Hoog maar niet stabiel
Dat hoge cashflow niet zaligmakend is, bewijzen onder andere KPN en Philips. Hier schort het aan de stabiliteit.
KPN
KPN is duur in termen van koers-winstverhouding, maar gemeten in cashflow valt het erg mee. De k/w van KPN is ongeveer 45. Dat is erg veel voor een bedrijf dat al tien jaar op rij lagere omzetten boekt. Kijken we echter niet naar de winst maar naar de cashflow, dan ziet de waardering er normaler uit. De vrije cashflow per aandeel is €0,27. Daarmee is de koers/cashflow-verhouding ongeveer 10, wat vrij laag is. Maar dit maakt het aandeel nog geen koopje. KPN keert 45,9% van de vrije cashflow uit aan dividend. Dat is niet laag, maar ook niet hoog. Helaas neemt de vrije cashflow al een aantal jaren af. Als die trend doorzet, zit een dividendverhoging er dus voorlopig niet in. De cashflow van KPN is momenteel dus nog wel goed, maar zeker niet stabiel.
Philips
Philips daarentegen keert een heel laag percentage uit: 20%. Ik heb al een tijd een verkoopadvies op het aandeel staan, omdat ik de omzetontwikkeling matig vind terwijl de waardering vrij hoog is. In de technologiesector is omzetgroei een belangrijke maatstaf. Maar als we Philips beoordelen aan de hand van de cashflow, is de hoge waardering beter te begrijpen. De koers/cashflow-verhouding is 19,4, en er lijkt nog veel ruimte om het dividend te verhogen. De stabiliteit is echter matig. Daar komt bij dat de vrije cashflow van Philips de laatste jaren afneemt. Als dat tijdelijk is, en de cashflow verbetert, is het aandeel misschien aantrekkelijk. Als de daling doorzet, dan is het verkoopadvies naar mijn mening terecht. In de eerste helft van dit jaar was er een lichte verbetering van de cashflow te zien. Het vierde kwartaal is erg belangrijk voor de cashflow, het is dus afwachten wat het voor 2019 wordt. Verder verkoopt Philips relatief dure apparatuur, in plaats van laaggeprijsde consumentenartikelen.
De rest
Randstad heeft een goede koers/cashflowverhouding, maar keert een erg hoog percentage van de cashflow uit als dividend. Verhoging van het dividend lijkt er dus voorlopig niet in te zitten. Daardoor zal Randstad voor veel beleggers afvallen. Royal Dutch Shell heeft een lage koers/cashflow-verhouding van ongeveer 9. Maar het uitkeringspercentage is aan de hoge kant en de stabiliteit van de cashflow is matig. Dat maakt ook Shell minder interessant.

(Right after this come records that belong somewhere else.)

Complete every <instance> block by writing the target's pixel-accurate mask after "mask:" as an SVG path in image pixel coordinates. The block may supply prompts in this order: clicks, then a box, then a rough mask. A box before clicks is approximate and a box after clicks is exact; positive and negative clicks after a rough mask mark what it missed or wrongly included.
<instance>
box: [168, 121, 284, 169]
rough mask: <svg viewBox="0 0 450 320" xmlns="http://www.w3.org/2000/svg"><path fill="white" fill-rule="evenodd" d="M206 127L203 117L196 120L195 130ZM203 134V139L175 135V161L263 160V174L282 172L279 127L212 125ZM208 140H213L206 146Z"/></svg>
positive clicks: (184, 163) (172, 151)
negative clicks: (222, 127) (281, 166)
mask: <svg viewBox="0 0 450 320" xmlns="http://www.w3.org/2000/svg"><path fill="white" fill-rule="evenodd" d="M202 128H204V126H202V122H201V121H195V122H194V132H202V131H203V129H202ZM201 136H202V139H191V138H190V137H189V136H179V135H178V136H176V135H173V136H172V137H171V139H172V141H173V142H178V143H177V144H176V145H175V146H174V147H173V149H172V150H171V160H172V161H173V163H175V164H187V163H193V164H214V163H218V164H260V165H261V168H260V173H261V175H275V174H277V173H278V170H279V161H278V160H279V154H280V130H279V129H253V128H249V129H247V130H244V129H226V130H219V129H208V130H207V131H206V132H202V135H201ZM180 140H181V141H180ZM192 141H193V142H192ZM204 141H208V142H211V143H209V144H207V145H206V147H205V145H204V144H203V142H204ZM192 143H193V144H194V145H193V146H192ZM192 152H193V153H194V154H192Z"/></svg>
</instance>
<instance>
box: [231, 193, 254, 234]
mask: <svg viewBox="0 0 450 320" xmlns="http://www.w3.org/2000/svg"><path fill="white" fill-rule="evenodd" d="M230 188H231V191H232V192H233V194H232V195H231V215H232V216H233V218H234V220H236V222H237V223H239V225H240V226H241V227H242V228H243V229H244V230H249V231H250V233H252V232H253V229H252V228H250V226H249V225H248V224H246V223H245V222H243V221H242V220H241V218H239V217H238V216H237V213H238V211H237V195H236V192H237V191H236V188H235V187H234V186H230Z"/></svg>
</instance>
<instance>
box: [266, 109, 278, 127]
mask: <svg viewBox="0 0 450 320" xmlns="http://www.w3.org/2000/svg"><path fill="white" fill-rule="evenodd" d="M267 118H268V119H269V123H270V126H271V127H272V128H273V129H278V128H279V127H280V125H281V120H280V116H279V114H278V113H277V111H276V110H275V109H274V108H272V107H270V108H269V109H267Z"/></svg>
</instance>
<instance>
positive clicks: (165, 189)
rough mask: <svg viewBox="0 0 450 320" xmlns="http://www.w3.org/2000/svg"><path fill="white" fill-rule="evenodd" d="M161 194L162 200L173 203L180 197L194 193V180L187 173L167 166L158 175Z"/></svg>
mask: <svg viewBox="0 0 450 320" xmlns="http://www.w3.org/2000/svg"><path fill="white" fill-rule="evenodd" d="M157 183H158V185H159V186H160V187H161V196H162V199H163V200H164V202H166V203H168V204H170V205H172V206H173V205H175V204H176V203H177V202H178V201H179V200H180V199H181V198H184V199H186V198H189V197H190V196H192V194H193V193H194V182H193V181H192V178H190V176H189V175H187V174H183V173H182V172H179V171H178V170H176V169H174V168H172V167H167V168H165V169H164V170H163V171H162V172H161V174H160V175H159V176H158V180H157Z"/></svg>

En Procter & Gamble? Dat is gewaardeerd op ruim 25 keer de cashflow per aandeel, wat behoorlijk hoog is. Het bedrijf keert 63,0% van de vrije cashflow uit aan dividend, wat eveneens aan de hoge kant is. Misschien worden dit soort waarderingen wel normaal zolang de rente extreem laag blijft. Net als bij Unilever ziet het er naar uit dat beleggers grif willen betalen voor een groot internationaal bedrijf met producten die niet al te gevoelig zijn voor de economische cyclus.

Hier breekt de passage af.